Recovery: Boundary Maintenance

Extra post this week.

To maintain professional boundaries and confidentiality, I try not to get too specific about the details of my job and co-workers.   The same is true about friends and people I consider family.  Only if I have permission from them, do I share specific details or information.  Bear with me if this post is clunky as I try to maintain the boundaries and confidentiality and share my story.

Most of my job is to make sure deliverables get to the client within the deadline.  In order for me to do that, other people in the department have to be able to meet their project deadlines.

Makes sense right?

And also a good reason why I do my best to ensure that happens by doing the other part of my job.  That part is to troubleshoot small issues, connect people with each other to get answers when someone gets stuck, and share relevant information with people in my department.

Since all of the big changes over the past year, everyone in the company has had to learn a lot of new processes and programs while also doing their jobs.  Some of the processes like user names and passwords for different websites are time consuming and difficult to learn/remember.  Others not so much.  And a lot of people are resistant to change.  They ignore the emails and try to use the “old” ways instead.  Then get frustrated and blame someone else for the problem.

Usually the messenger whose “instructions are not working”.  AKA me.

Then they, (not always with respect) request that I fix the problem for them because (put the excuse here).  Mainly they don’t want to learn the new process and will ask everyone else to fix it for them until someone does.

It happened again last week.  Yesterday, I received the 5th email/call telling me my instructions didn’t work and demanding I fix the problem remotely.  And I got fed up with it.  Because I am not part of IT.  I am not a computer specialist.  And my job is not to do these tasks for other people.  it’s to share information with them so they learn how to do it themselves and are not dependent on someone else to solve their problems.

So how does one address this boundary issue?  I talked it over with my supervisor – mostly because I wanted to be clear what my job is and is not before I send something out publicly.  Then I asked my contact in Customer Support (IT for software programs and someone with experience dealing with these people) who works closely with IT for advice.  She gave some great information that helped me refine what to say.

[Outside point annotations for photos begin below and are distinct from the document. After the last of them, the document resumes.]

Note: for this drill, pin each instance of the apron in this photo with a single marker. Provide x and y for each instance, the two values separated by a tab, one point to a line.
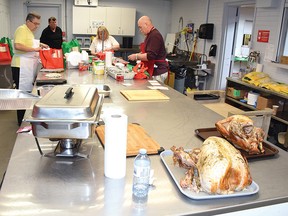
28	68
150	63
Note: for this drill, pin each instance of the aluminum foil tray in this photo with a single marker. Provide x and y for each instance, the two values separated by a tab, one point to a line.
114	71
105	90
14	99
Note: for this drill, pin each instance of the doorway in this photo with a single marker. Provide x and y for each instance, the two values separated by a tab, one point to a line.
46	11
238	21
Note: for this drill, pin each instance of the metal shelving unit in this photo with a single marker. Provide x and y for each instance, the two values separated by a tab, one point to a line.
281	116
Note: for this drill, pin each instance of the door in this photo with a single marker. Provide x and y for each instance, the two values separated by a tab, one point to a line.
230	43
46	11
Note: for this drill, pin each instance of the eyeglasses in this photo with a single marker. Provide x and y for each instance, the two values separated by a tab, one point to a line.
35	23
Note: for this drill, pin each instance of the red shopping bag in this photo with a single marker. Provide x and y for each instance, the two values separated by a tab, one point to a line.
52	58
4	53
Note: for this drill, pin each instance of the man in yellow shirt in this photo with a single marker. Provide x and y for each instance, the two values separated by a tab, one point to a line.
26	53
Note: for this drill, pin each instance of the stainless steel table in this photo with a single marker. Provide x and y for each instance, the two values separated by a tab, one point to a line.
36	185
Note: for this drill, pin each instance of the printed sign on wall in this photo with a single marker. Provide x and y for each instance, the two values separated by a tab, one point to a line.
263	36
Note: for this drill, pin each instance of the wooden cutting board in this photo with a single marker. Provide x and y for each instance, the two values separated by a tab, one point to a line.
144	95
137	138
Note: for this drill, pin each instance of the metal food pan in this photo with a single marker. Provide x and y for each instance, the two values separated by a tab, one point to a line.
14	99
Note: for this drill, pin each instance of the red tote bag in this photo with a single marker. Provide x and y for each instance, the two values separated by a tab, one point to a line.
4	53
52	58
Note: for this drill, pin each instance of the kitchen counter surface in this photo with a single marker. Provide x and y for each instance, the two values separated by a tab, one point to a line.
36	185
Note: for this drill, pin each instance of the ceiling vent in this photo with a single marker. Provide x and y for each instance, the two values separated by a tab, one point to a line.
91	3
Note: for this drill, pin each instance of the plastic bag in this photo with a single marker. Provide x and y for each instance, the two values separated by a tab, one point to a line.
4	53
51	58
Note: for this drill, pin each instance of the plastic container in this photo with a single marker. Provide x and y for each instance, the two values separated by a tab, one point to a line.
141	174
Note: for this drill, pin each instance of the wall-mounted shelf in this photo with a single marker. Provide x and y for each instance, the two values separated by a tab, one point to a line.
282	115
284	66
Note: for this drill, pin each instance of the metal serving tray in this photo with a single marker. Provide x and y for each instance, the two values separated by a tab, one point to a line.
177	173
55	106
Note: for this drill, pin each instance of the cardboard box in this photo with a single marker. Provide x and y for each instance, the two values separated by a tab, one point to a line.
263	103
235	93
284	60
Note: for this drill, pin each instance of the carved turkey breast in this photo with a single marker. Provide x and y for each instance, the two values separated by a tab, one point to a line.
221	167
240	131
216	168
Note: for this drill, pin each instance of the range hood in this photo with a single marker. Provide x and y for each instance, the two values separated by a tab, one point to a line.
91	3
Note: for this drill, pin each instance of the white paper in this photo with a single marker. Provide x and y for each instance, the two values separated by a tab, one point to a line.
115	145
158	87
259	67
108	59
269	53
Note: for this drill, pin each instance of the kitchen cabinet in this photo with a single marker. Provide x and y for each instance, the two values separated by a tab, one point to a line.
86	20
281	116
121	21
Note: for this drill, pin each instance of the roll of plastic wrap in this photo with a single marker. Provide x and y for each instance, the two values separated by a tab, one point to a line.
252	98
108	59
115	145
259	67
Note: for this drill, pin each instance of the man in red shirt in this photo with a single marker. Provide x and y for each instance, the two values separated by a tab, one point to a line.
153	52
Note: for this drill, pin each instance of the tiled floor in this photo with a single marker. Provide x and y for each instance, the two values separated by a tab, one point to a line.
8	128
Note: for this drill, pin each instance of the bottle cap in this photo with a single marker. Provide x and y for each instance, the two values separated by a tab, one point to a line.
142	151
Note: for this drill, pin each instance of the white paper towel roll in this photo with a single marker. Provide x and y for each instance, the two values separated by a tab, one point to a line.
115	145
259	67
108	59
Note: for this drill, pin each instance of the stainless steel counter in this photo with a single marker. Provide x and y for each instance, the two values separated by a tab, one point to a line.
36	185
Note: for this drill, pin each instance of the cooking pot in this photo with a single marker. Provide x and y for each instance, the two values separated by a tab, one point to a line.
67	112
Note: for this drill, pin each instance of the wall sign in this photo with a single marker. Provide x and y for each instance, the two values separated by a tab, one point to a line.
263	36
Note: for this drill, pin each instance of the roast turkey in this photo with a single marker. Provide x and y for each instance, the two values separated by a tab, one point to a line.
221	167
218	167
240	130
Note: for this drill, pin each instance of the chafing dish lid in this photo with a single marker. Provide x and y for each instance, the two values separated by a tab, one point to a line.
79	103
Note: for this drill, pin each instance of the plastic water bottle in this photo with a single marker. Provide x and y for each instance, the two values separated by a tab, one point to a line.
141	174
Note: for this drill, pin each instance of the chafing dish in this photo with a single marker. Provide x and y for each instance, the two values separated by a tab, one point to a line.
68	114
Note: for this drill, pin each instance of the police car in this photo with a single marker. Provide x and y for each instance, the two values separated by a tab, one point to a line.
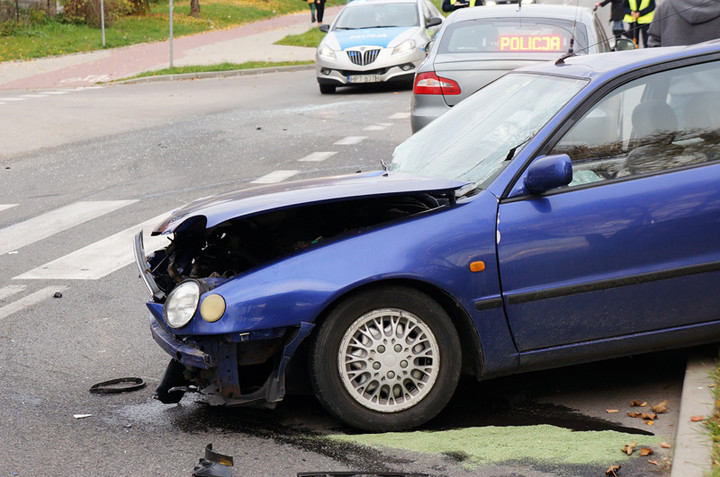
375	41
477	45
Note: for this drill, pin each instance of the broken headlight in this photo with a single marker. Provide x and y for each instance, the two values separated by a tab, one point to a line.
182	303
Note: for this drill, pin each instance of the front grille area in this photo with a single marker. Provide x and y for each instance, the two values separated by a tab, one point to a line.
362	58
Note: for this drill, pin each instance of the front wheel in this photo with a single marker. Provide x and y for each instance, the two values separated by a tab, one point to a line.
386	360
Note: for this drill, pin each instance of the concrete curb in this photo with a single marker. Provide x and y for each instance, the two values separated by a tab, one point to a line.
693	444
216	74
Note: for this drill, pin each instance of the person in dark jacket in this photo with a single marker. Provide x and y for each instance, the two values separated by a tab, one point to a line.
617	13
320	7
452	5
685	22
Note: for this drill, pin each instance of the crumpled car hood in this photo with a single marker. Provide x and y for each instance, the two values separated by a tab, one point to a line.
219	208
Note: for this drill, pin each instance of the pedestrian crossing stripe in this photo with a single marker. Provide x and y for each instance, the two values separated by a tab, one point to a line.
100	258
43	226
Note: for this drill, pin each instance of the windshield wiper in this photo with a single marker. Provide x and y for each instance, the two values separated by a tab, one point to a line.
511	152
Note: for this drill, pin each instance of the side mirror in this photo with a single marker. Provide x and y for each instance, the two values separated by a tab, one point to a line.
548	172
623	44
433	21
545	173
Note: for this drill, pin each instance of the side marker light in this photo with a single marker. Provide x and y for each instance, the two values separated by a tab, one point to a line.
478	266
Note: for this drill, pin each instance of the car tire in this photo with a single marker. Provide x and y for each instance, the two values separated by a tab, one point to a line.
386	359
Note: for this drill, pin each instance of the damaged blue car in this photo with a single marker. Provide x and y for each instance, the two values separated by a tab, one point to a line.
565	213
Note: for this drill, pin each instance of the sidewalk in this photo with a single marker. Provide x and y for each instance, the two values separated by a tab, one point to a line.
251	42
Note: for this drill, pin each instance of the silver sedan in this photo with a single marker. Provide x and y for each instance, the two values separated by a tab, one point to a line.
375	41
477	45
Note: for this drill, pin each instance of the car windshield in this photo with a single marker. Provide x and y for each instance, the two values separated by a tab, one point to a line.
475	139
511	36
378	15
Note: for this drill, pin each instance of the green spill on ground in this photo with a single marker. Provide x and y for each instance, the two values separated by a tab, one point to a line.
494	445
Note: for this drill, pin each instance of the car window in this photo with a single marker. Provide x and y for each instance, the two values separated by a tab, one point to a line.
378	16
603	44
511	36
659	122
475	139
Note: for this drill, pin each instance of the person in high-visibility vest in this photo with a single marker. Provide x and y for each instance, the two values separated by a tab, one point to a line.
452	5
639	18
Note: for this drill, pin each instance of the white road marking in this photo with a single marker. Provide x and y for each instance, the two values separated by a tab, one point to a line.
10	290
275	176
317	156
350	140
100	258
43	226
30	300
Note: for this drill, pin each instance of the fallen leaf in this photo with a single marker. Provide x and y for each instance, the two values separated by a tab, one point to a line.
659	408
643	415
612	470
629	448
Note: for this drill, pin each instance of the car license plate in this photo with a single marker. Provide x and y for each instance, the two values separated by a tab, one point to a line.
364	79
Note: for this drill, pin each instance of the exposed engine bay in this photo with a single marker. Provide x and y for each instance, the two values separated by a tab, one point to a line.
234	246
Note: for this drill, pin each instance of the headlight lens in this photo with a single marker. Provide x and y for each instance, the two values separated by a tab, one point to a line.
212	308
182	304
326	52
404	47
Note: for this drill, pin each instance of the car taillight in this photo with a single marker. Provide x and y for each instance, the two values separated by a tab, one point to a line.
430	83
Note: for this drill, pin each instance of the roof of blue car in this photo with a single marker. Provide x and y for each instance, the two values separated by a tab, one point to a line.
608	65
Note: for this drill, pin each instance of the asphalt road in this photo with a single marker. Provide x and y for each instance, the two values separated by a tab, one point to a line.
138	151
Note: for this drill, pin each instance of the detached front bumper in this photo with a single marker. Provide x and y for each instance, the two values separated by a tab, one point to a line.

Then I had to figure out how to get the message to everyone in multiple states, territories, and countries while also maintaining a professional tone.  Being a writer, I chose email and spent an hour crafting my message.  After I sent it out, I felt better.  And I got some positive responses back too.

But I still feel triggered.  And it’s not helping with my sleep issues and feeling vulnerable this time of year.  My therapist says I did a good job.  And so far I haven’t had any negative feedback from my supervisor or any of the managers.

Will I be able to do this next time?  I hope so.

Will I be able to avoid the backlash like I did this time?  Maybe.

Do I feel better, safer, more confident now that I pushed everyone back to the other side of the boundary?  Absolutely, yes.

This time of year it is so easy to fall back into old patterns and then start the new year feeling bad.  I hope this story empowers others to maintain their boundaries too.  Because maintaining boundaries this time of year ups our chances for a better time in the future.